社会において、就職して自立した生活を送る上では、高等学校卒業程度の学力が求められることが多い実情にあることに鑑み、政府においては、これまで、高等学校の中退防止のための取組や、高等学校中退者等に対する学習相談や学習支援を実施してきた。具体的には、例えば、保護観察所においては、修学支援の取組として、学校等の関係機関との連携に取り組むなどしてきたところ、より直接的に学習の継続につながる支援等を行うべく、令和3年度から4年度まで、「修学支援パッケージ」の試行を一部の庁で行った。このコラムでは、試行庁であった福岡保護観察所の取組を例に、修学支援パッケージでの支援の実情について紹介する(なお、福岡保護観察所の取組に係る記載内容は、4年8月の調査時点のものである。)。

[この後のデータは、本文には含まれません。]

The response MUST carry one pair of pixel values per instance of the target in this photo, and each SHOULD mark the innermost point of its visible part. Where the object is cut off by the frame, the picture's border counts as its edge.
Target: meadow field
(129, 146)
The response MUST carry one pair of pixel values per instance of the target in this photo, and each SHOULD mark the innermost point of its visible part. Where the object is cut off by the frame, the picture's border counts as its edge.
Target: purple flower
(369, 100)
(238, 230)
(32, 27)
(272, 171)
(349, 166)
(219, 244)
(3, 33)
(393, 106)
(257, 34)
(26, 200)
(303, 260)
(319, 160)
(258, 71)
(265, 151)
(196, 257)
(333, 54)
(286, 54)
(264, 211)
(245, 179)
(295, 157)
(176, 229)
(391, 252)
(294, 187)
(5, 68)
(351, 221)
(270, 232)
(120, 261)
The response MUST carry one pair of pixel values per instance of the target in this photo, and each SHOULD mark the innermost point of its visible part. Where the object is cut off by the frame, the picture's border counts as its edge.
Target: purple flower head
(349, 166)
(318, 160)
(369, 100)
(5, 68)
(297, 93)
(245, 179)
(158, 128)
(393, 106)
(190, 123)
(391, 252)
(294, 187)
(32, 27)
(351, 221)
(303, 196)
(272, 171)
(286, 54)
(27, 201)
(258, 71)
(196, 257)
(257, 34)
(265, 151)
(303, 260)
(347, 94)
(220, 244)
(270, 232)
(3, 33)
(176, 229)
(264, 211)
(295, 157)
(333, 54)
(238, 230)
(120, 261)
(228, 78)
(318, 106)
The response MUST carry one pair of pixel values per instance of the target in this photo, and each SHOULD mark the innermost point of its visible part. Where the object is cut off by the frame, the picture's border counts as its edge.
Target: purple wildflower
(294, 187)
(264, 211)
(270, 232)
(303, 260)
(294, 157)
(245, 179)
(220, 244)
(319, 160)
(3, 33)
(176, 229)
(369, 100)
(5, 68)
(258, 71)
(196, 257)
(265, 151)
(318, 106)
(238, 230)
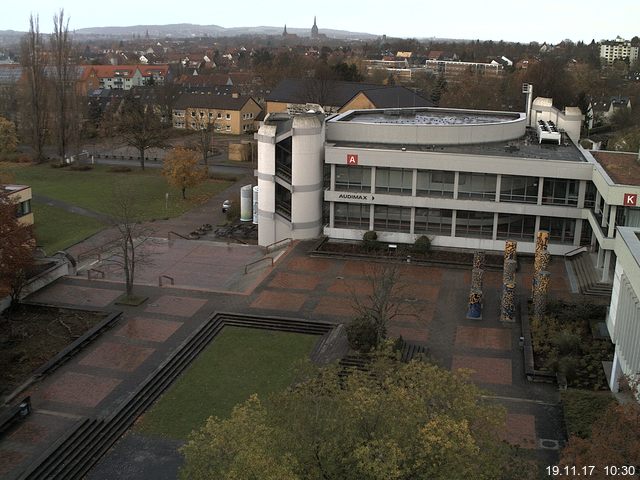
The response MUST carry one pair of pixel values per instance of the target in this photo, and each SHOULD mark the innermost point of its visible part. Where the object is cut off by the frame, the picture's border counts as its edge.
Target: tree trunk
(142, 157)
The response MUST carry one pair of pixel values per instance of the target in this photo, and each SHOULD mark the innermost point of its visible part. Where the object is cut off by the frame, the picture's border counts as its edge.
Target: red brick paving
(482, 337)
(28, 433)
(150, 329)
(486, 370)
(308, 265)
(295, 281)
(273, 300)
(117, 356)
(420, 291)
(10, 459)
(176, 306)
(408, 333)
(347, 286)
(335, 306)
(423, 274)
(520, 429)
(76, 295)
(80, 389)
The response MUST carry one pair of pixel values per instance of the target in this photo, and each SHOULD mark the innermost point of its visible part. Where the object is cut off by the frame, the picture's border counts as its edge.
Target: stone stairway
(589, 281)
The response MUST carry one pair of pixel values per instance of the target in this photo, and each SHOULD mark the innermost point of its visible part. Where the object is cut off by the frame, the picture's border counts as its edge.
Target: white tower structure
(290, 177)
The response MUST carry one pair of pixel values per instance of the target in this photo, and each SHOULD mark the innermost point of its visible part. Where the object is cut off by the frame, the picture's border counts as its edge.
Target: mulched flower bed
(449, 257)
(30, 335)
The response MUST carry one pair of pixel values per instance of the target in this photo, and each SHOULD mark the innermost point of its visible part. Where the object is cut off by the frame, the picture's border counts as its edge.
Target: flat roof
(428, 116)
(622, 167)
(526, 146)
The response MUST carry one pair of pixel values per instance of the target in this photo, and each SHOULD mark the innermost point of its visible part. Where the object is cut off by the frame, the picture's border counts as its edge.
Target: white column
(614, 385)
(606, 266)
(540, 187)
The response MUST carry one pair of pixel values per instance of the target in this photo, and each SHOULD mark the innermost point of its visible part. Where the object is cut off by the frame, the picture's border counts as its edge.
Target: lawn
(93, 189)
(57, 229)
(238, 363)
(582, 408)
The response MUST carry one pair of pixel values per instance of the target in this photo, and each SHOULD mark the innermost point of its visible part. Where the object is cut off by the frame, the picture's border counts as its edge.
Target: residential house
(618, 49)
(299, 95)
(231, 114)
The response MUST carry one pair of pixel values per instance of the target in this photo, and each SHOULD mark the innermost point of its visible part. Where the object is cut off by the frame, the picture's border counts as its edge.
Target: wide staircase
(589, 280)
(72, 456)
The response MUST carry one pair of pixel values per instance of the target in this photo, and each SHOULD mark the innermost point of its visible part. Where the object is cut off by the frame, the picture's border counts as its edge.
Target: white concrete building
(623, 320)
(467, 179)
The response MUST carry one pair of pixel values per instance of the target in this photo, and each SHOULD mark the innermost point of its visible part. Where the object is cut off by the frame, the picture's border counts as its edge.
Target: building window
(391, 219)
(433, 220)
(351, 215)
(519, 189)
(23, 208)
(590, 196)
(516, 227)
(353, 179)
(561, 230)
(283, 202)
(394, 180)
(435, 184)
(480, 186)
(474, 224)
(559, 191)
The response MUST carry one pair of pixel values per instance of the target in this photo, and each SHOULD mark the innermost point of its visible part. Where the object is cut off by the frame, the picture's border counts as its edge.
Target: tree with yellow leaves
(181, 169)
(397, 421)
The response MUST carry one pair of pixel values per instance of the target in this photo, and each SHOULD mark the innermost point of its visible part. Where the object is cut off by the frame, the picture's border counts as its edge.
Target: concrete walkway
(98, 379)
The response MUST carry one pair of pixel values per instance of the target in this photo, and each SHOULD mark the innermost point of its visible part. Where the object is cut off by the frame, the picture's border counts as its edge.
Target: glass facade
(351, 215)
(519, 189)
(391, 219)
(433, 220)
(516, 227)
(474, 224)
(480, 186)
(394, 180)
(560, 191)
(435, 184)
(353, 179)
(561, 230)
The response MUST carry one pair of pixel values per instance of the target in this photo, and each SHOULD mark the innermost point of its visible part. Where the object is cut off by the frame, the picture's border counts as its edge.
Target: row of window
(440, 222)
(479, 186)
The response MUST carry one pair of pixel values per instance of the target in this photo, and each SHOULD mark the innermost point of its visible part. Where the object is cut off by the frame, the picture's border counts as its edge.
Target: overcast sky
(510, 20)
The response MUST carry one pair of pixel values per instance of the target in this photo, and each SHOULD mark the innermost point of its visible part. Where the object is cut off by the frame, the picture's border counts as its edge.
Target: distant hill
(183, 30)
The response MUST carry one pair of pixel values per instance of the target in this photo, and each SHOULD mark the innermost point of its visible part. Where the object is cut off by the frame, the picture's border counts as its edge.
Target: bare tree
(64, 76)
(375, 309)
(35, 102)
(133, 235)
(139, 126)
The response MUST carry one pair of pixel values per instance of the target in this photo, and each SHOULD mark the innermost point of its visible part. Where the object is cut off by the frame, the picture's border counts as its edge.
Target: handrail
(96, 271)
(257, 261)
(266, 249)
(575, 251)
(177, 235)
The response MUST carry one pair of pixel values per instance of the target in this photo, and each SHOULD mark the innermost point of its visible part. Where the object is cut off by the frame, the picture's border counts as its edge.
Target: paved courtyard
(433, 312)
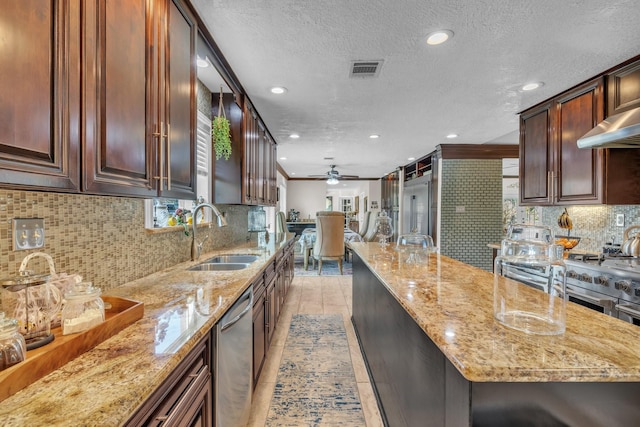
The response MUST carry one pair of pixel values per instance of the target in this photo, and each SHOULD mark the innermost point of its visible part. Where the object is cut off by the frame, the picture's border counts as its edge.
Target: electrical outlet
(28, 233)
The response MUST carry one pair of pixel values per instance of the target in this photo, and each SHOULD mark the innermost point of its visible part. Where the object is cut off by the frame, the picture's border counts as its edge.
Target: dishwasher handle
(230, 323)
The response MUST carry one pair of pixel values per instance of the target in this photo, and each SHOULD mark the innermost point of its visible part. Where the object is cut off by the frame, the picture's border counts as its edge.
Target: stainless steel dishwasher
(233, 364)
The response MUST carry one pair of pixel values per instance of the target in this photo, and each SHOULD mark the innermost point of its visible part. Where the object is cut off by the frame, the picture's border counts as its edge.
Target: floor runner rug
(329, 268)
(316, 385)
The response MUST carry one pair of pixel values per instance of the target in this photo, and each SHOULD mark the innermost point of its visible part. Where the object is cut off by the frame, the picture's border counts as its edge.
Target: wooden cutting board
(64, 348)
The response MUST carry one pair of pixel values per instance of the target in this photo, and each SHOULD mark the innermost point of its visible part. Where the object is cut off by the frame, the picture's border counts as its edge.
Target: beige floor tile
(369, 405)
(335, 309)
(261, 401)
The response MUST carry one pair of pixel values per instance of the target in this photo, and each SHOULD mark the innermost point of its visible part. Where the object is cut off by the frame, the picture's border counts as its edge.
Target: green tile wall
(595, 225)
(475, 185)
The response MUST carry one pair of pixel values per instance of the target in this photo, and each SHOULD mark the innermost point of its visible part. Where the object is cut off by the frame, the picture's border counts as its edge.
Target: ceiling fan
(333, 176)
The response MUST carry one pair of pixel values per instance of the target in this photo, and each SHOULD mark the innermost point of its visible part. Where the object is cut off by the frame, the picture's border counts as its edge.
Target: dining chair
(329, 244)
(370, 235)
(281, 222)
(365, 224)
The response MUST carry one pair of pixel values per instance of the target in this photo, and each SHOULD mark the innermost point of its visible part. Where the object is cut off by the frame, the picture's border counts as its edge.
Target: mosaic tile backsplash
(103, 238)
(595, 225)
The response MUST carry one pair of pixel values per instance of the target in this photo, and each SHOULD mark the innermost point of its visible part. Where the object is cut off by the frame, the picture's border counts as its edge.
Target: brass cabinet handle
(160, 134)
(168, 138)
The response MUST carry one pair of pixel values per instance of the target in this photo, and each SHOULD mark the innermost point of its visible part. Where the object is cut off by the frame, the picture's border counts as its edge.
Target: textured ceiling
(468, 86)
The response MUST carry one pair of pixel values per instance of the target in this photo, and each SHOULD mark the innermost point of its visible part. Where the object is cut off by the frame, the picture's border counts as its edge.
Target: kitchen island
(107, 385)
(436, 356)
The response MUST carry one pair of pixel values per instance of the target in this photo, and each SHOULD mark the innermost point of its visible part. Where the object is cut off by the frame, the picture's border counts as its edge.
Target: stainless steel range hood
(619, 131)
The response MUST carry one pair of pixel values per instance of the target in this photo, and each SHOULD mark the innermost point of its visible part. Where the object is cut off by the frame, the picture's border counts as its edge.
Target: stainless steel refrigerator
(416, 205)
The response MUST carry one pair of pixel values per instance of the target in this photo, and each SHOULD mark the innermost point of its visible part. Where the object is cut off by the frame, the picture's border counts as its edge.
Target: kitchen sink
(226, 262)
(232, 259)
(219, 266)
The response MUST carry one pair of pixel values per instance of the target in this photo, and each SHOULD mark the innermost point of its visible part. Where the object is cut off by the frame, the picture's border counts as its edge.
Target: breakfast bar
(436, 356)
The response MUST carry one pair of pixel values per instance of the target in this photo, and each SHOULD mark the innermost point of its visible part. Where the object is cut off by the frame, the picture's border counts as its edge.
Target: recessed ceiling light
(332, 181)
(202, 62)
(278, 90)
(438, 37)
(532, 86)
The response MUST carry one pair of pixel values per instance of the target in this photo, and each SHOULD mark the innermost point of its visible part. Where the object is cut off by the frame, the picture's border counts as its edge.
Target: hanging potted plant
(221, 133)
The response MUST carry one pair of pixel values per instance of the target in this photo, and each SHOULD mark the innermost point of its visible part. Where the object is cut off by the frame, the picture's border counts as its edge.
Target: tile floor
(314, 295)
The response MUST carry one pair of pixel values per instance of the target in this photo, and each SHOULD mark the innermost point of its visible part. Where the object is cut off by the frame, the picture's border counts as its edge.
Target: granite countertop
(105, 386)
(453, 304)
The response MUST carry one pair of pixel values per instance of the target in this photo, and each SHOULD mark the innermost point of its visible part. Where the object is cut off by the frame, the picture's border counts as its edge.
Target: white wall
(309, 197)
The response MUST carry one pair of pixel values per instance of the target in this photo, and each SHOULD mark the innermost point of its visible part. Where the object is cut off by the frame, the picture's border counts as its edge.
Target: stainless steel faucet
(195, 246)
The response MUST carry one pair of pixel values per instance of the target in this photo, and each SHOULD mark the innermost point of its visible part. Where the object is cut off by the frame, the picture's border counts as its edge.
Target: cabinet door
(117, 148)
(271, 172)
(39, 94)
(578, 173)
(260, 164)
(228, 173)
(259, 337)
(250, 153)
(535, 156)
(623, 89)
(177, 109)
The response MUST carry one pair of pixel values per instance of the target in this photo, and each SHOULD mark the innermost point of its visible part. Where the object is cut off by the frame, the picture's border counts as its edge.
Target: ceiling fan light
(278, 90)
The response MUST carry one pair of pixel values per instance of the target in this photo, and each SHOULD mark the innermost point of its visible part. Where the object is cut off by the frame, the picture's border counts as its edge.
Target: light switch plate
(28, 233)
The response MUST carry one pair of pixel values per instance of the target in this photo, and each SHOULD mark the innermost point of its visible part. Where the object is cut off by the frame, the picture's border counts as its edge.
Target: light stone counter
(105, 386)
(452, 303)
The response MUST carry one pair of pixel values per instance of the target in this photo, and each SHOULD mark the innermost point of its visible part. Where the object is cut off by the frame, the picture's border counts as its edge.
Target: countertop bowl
(568, 242)
(232, 258)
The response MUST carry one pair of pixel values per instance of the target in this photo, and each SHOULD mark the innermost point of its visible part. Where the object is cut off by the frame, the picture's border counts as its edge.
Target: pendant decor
(220, 133)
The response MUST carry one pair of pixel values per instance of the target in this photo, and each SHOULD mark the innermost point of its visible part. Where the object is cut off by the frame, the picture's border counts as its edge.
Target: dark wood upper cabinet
(255, 181)
(554, 171)
(578, 174)
(177, 100)
(535, 155)
(140, 105)
(40, 94)
(117, 75)
(623, 89)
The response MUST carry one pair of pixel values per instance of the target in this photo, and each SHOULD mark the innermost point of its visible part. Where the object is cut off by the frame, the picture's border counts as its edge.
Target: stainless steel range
(608, 284)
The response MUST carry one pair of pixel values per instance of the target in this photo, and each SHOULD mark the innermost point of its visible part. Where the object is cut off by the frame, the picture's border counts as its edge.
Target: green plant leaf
(221, 135)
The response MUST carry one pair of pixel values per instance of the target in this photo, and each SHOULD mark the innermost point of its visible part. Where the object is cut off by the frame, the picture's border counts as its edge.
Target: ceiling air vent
(365, 68)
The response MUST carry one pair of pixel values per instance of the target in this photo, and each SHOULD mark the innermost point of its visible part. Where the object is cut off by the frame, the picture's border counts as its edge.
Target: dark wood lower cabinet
(186, 397)
(259, 329)
(416, 385)
(269, 293)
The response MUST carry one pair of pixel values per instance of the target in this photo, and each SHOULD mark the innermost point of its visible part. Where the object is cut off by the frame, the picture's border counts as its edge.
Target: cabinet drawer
(185, 395)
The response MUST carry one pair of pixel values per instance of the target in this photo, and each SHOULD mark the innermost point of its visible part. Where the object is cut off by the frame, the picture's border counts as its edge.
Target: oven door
(593, 300)
(629, 312)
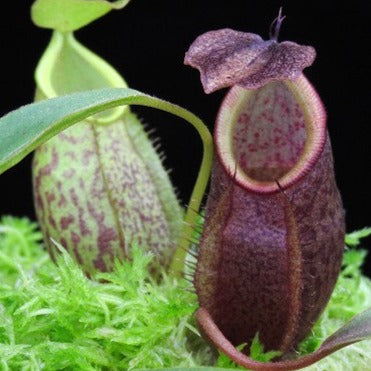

修学支援パッケージは、修学の継続のために支援が必要と認められる保護観察対象者(保護観察の類型別処遇(第3編第2章第5節3項(1)参照)において、就学類型に認定された者(学校に在籍しており、その継続が改善更生に資する者や、不就学の状態にあり、進学・復学を希望し、支援が必要と認められる者)等)に対し、個々の支援対象者のニーズに応じて、学習支援、学校等の関係機関とのケース会議の実施等を組み合わせて実施するものである。
福岡保護観察所では、修学支援パッケージの対象者に学習支援や学校との協議等の支援が実施されている。学習支援については、主として、以下の二つの方法により実施されており、一つは、「ばいこうカフェ」と呼ばれる学習支援である。これは、福岡保護観察所が主催し、更生保護に関わるボランティアの協力を得て行われており、交通の便が良く、休日も使用可能であることから、福岡市内にある更生保護施設で実施されている。参加する支援対象者から、普段の勉強で分からないところを確認しておき、当日は、教員免許を有する保護司により学習支援が行われているほか、高卒認定試験の受験に関しても助言が行われている。学習支援が行われた後は、更生保護女性会の会員との軽食をとりながらの交流も行われている。もう一つは、地域のNPO法人と連携した学習支援である。このような支援の一例として、地域で無料での学習支援を行うNPO法人に、支援対象者の学習支援を依頼し、オンラインにより、ボランティアの大学生から勉強を教えてもらうとともに、大学進学に係る様々な助言を受けることができた事例がある。当該NPO法人による学習支援は無料で行われていることから、経済的な事情により就学の継続が困難な支援対象者にとっても利用しやすいという利点がある。
次に、学校との協議については、家庭環境が落ち着かず、深夜はいかいを繰り返していた中学生の支援対象者について、担当の保護観察官が校長や担任教師と協議するなど、学校と連携して登校継続のための支援が行われるなどしている。
このように、一部の庁で修学支援パッケージの試行が行われていたところ、試行結果を踏まえ、令和5年度からは、全国の保護観察所において、修学支援パッケージが実施されることとなった。BBS会員(第2編第5章第6節4項(2)参照)や教員経験のある保護司等による学習支援を行うとともに、学校等の関係機関とのケース会議を実施するなどして、修学支援パッケージを実施することとされており、今後の更なる充実が望まれる。